Filmmaker Dennis M. Lynch Exposes the Illusory Fence “Protecting” Our Border

In the cinematic arts, if you’re not biased left, you’re on the right. So did Lynch’s discoveries turn him into a right-wing activist? In fact, he said, “[t]his film has turned me into a better American.”

Dennis Lynch told me there were many revelations during the fourteen months he spent making They Come to America, his riveting documentary about illegal immigration. “I was shocked about how many Americans are furious but too afraid to speak on camera,” he said in July when I interviewed him by phone. “I was surprised to learn people can’t land jobs [in Miami] because they don’t speak Spanish.” The list of revelations is long, but the biggest: “At any given moment, we could have another 9/11.”

In the film, Arizona ranchers tell Lynch about the exhausted foreigners crossing over from Mexico they’ve rescued from hunger, heat, and thirst along the scarcely patrolled border. And about finding the occasional prayer rug or Quran dropped by what Homeland Security classifies as OTMs, “other than Mexicans,” whose fates are unknown.

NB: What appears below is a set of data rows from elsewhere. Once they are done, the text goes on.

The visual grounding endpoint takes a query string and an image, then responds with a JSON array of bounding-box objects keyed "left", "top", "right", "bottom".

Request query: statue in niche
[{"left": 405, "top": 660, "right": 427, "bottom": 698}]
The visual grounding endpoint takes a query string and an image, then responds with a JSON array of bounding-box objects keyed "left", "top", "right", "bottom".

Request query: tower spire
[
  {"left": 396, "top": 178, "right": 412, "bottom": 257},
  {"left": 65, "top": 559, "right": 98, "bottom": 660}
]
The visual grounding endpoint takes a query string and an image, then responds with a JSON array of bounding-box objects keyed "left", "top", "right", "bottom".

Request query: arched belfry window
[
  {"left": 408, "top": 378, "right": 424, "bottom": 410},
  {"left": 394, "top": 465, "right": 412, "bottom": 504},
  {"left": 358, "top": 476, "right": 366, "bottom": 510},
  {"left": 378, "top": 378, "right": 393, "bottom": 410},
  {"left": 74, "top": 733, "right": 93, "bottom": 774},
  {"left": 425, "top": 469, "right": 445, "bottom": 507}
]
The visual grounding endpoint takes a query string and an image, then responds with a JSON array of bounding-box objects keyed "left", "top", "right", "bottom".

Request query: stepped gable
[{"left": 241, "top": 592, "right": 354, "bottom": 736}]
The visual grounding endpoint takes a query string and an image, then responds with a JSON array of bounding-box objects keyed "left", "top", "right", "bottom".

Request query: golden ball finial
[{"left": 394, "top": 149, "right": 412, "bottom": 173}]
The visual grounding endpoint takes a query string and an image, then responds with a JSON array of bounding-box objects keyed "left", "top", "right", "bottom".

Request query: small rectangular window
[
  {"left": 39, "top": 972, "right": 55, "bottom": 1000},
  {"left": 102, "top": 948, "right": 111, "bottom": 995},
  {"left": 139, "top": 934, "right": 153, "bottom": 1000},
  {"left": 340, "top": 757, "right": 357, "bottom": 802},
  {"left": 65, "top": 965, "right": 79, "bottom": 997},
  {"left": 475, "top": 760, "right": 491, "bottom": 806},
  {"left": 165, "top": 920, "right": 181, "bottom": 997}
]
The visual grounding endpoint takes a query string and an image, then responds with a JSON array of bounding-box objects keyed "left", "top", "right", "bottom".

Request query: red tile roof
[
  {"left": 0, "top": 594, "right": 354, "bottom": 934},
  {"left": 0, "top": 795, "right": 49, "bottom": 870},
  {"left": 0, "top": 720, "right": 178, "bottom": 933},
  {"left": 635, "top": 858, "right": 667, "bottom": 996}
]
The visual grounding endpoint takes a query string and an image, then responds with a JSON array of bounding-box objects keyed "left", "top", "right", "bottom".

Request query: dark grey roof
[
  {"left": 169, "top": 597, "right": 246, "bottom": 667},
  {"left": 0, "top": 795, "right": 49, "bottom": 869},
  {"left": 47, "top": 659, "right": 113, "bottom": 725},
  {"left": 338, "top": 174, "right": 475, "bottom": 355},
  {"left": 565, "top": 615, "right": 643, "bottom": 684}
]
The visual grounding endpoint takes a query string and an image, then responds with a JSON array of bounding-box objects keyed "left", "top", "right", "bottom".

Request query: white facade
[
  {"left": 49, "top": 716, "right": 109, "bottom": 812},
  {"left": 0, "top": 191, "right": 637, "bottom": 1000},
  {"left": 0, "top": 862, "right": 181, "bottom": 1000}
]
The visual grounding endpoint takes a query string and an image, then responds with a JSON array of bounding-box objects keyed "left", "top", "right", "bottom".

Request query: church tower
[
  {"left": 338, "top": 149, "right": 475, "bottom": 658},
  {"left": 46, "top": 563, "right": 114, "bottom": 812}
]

Some revelations aren’t on film, like stories from border control agents who didn’t want to be identified. Lynch said they’re still coming:

I got one the other day from a woman agent, I could tell she was crying when she wrote it to me. … They’re taking 4- and 5 year-old children, the cartels, putting them at the fence and telling them to run to the main road, that there will be cars and trucks waiting for them, and they can’t stop running because if border patrol catches them they are going to kill them. The reason why they’re being put in the vehicles is they’re being sold for the sex trade.